3:33:10 PM | 1/6/2006

With its great potential, Dak Lak has become an ideal destination for those who want to explore nature and learn about folk culture.
Harmony of nature and culture
Dak Lak is home to natural and poetic beauty with rivers and mountains, which have created such magnificent waterfalls as Krong Kmar, Bay Nhanh and DrayNur. The province has many large lakes with an area of between 200 and 600 hectares, like the Lak, Ea Don and Ea Nhaie, which are suitable for the development of tourism activities.
 
The province boasts many national parks and nature preserves, as well as primitive forests, which are home to precious plants and animals, especially elephants. The National Parks of Yok Don and Cu Yang Sin, and the nature preserves of Nam Ka and Ea So have attracted many visitors and scientists thanks to their biodiversity. Don village has become famous for the hunting and taming of elephants. Dak Lak has also many cultural and historical sites, such as the Buon Ma Thuot prison, Lao Giao communal house, Yang Rong tower, the Bao Dai palace and the Dak Tour cave, attracting many visitors.
 
Dak Lak is rich in culture and arts with sounds of forests and mountains, dances and songs of the ethnic minority groups of E De, M’Nong and Ja Rai. A place like Dak Lak with primitive relic sites and traditions, such as buffalo eating festival, elephant race, and specific architecture of long and communal houses, statues of grave houses and traditional instruments, gong and stone lithophone and T’rung instruments, is rarely found in the world. The province is also home to products of traditional crafts, including brocade, bamboo and rattan articles, and the epics of Dam San, Sinh Nha, Dam Bri, and Cay Neu Than ‘Magic New Year Pole,’ which greatly impress visitors.

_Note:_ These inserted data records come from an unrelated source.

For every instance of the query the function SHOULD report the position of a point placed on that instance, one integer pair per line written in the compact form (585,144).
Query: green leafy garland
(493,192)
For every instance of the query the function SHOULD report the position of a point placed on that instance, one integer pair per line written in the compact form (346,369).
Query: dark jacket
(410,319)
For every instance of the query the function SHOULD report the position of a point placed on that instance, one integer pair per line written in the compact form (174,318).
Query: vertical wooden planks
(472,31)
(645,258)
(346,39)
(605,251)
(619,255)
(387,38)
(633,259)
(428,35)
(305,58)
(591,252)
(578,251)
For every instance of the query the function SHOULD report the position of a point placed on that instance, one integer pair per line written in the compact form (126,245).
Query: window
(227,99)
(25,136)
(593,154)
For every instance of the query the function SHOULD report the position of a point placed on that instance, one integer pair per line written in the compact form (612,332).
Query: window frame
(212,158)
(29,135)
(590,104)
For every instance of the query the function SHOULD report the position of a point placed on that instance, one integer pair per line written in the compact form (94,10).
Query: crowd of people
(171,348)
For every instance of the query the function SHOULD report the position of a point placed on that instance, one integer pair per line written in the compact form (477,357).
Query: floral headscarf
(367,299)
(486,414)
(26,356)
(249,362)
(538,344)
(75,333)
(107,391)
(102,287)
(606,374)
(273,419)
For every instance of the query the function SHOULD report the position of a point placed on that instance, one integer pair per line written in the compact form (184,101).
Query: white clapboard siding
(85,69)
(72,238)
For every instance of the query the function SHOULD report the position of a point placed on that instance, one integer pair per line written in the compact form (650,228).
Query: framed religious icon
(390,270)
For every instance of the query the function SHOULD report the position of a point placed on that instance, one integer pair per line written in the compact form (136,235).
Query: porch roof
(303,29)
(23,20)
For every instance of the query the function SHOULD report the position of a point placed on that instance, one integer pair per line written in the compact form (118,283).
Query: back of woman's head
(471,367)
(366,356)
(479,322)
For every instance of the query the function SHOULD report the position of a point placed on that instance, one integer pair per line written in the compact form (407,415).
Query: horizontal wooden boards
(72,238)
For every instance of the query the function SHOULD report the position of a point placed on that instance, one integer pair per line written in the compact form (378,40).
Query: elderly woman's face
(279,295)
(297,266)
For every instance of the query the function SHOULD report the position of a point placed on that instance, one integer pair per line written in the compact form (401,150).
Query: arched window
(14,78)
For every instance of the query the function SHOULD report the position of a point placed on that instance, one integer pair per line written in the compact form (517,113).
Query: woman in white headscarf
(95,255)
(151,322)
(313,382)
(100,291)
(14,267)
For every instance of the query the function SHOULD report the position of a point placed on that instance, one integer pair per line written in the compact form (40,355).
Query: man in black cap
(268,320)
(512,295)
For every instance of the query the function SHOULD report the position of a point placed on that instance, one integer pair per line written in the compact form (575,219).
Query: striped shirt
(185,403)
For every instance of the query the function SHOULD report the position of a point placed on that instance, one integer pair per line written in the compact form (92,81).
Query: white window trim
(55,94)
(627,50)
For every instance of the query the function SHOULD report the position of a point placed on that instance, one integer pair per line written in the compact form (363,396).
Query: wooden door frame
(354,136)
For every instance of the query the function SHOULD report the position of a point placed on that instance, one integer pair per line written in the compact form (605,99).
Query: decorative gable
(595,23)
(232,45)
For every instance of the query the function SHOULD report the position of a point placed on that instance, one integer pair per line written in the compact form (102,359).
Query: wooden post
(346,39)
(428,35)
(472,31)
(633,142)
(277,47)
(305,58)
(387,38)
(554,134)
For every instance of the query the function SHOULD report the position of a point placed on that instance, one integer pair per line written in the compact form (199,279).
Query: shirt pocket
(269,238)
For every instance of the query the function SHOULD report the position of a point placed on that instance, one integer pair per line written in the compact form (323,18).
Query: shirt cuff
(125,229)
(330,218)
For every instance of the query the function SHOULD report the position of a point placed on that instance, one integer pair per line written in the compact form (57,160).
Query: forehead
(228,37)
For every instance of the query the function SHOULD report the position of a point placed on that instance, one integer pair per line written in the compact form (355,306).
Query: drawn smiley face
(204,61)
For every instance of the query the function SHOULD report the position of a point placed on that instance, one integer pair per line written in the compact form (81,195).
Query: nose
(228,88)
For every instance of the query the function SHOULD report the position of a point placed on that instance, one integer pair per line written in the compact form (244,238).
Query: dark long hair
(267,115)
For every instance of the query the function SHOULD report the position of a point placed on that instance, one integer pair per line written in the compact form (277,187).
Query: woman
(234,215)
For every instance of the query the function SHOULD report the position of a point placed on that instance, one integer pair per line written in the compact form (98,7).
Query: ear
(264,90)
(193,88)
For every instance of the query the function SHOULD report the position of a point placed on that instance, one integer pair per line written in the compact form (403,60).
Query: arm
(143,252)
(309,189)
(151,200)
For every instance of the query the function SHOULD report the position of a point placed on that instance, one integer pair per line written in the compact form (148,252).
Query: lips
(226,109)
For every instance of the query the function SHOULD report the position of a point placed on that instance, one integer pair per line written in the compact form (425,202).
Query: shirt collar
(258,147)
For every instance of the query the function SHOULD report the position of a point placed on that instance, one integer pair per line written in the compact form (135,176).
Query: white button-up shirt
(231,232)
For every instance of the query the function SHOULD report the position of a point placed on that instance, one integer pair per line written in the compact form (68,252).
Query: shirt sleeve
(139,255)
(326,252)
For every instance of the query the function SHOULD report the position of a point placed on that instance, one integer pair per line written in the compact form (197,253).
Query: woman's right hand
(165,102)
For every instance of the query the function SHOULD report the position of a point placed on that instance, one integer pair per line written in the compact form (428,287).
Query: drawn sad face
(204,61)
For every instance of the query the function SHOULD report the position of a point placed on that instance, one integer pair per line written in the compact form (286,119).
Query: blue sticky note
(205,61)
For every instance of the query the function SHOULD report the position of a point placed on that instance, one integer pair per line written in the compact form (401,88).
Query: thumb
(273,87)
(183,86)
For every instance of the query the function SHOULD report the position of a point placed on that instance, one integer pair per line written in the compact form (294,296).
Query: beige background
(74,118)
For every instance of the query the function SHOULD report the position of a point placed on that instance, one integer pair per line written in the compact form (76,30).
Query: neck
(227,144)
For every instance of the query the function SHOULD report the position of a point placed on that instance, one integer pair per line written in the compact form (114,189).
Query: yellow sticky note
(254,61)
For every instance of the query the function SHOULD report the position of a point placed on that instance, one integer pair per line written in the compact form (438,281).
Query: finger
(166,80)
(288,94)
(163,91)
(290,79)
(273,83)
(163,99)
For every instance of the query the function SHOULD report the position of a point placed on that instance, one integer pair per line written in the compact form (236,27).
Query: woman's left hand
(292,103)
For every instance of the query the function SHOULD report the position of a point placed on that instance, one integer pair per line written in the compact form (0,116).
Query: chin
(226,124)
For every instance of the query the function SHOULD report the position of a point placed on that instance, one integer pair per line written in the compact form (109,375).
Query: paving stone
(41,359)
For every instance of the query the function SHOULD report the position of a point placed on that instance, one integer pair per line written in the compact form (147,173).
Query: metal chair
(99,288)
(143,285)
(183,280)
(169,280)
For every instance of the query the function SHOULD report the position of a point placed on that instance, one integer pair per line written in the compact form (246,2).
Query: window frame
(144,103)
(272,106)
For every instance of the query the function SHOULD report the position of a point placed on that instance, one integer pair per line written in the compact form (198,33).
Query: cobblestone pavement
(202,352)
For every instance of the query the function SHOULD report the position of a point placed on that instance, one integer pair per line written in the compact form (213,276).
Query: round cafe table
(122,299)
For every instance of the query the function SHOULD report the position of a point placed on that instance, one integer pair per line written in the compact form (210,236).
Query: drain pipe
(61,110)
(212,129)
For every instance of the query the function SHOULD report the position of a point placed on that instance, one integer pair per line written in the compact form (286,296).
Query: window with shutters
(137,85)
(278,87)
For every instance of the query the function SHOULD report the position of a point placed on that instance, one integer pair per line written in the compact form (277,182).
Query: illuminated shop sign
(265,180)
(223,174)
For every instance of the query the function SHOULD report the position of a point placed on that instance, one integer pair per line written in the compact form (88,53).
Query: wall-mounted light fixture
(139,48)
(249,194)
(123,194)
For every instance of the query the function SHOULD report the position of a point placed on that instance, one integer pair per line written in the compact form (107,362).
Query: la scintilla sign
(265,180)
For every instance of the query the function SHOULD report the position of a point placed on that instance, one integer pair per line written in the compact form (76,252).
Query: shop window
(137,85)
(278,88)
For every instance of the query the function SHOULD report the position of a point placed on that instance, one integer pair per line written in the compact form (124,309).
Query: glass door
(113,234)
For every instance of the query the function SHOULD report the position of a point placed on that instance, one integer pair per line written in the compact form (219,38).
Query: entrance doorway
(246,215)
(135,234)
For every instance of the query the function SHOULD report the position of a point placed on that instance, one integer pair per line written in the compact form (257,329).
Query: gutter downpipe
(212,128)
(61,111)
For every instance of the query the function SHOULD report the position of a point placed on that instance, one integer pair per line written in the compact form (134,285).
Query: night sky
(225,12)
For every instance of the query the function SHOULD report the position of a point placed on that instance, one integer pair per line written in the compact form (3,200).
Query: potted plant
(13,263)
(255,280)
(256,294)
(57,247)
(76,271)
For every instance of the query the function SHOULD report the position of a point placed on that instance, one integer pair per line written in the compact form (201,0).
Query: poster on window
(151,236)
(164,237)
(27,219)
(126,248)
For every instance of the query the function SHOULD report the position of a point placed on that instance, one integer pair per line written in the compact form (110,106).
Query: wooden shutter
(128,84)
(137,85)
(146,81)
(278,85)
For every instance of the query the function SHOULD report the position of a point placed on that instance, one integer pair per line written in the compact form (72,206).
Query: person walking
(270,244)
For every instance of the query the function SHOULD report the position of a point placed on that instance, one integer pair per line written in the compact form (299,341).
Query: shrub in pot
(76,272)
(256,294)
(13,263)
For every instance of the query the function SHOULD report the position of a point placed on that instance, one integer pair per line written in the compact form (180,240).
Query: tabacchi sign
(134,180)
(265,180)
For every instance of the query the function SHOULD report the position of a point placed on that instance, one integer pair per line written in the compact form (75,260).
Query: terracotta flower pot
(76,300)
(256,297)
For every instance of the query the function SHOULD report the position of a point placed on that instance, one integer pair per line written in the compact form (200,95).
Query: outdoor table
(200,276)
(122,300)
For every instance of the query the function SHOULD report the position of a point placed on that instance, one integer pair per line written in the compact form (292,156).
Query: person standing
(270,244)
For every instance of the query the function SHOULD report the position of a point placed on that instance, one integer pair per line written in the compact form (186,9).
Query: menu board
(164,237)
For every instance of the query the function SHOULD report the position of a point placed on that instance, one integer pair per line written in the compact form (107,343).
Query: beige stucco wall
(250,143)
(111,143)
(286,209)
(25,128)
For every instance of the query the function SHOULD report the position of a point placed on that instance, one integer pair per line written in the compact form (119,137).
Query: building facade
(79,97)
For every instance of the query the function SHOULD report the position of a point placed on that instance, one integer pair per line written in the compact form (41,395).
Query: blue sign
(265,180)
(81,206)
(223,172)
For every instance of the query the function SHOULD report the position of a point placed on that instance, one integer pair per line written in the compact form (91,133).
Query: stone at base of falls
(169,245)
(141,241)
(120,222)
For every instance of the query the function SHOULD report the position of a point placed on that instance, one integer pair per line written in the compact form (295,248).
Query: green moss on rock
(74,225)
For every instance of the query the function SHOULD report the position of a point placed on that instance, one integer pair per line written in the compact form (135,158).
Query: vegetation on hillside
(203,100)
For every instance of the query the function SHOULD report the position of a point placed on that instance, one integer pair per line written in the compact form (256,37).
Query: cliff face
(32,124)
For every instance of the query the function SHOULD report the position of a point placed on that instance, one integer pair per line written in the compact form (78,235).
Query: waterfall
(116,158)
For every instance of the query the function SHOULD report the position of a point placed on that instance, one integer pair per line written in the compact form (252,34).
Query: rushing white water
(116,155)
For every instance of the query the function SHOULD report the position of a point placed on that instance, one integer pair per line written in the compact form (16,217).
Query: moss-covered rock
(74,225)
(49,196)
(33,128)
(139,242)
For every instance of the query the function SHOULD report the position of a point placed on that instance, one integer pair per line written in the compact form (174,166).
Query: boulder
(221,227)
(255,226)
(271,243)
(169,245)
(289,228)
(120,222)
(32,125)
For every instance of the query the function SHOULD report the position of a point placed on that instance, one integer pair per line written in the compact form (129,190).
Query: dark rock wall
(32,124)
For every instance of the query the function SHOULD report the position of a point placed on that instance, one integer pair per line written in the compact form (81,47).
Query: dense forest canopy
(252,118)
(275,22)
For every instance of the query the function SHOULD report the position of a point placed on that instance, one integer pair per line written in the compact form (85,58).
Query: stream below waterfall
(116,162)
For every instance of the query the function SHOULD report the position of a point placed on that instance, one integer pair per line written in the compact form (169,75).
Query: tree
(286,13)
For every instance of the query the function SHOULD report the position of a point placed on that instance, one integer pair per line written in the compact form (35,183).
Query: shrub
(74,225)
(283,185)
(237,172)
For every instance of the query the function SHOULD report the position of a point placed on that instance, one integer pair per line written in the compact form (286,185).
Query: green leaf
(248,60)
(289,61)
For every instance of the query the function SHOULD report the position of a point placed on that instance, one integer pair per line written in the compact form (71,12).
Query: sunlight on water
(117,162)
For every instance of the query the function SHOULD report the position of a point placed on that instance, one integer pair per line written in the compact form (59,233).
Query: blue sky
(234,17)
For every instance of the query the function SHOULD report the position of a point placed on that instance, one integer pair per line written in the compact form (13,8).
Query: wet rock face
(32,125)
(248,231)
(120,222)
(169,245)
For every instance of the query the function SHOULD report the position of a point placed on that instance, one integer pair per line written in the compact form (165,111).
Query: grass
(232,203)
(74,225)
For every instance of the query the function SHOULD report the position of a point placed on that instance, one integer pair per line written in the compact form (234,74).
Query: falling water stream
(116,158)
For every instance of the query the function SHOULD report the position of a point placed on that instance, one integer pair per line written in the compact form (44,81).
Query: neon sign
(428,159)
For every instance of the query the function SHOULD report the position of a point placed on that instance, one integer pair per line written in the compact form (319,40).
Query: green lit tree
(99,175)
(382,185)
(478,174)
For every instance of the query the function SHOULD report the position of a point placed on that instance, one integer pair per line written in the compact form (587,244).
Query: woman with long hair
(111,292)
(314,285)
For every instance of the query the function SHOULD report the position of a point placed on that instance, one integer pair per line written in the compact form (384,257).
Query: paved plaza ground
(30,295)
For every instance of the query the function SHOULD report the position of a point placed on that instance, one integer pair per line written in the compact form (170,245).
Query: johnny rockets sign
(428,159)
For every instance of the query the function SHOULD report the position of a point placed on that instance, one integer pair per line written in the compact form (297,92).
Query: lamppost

Before 1995, the province had had only one hotel and seven guest houses with outdated facilities. By March, 2006, Dak Lak had had a total of 60 hotels with 2,387 beds, of which 17 hotels are rated from one to three stars.
 
In 2005 Dak Lak received 203,149 visitors, up by 22.66 per cent against 2004. Of the figure, 14,540 were foreign visitors, up by 50.95 per cent against 2004.
 
Tourism development orientations for 2006-2010 period
Dak Lak tourism has worked out its orientations of developing eco-tourism alongside with protecting and restoring local landscapes and the environment. The province’s cultural tourism development is based on a principle of protecting and developing cultural traditions and identity of ethnic groups, perceiving cultural quintessence of the human being on a selection basis.
 
As the Central Highlands has an important position in the Indochina peninsula, the development of tourism in Dak Lak should go along with social safety and national defence and security. Tourism development in the Central Highlands is community-based. Accordingly, the development of tourism should combine with the exploitation of resources and cultural and art potential of the community, as well as its responsibility for a sustainable development.
 
Dak Lak province has encouraged economic sectors to get involved in tourism development to diversify investment sources and tap fully potential in terms of capital, techniques, knowledge, labour and tourism resources, diversifying local tourism products to attract Vietnamese and foreign visitors.
 
With potential and advantages, Dak Lak is striving to develop tourism into a spearhead economic sector within its socio-economic development, promoting the development of other sectors and generating more jobs and incomes for local people, as well as increasing incomes for the society and promote the accumulation for the local budget.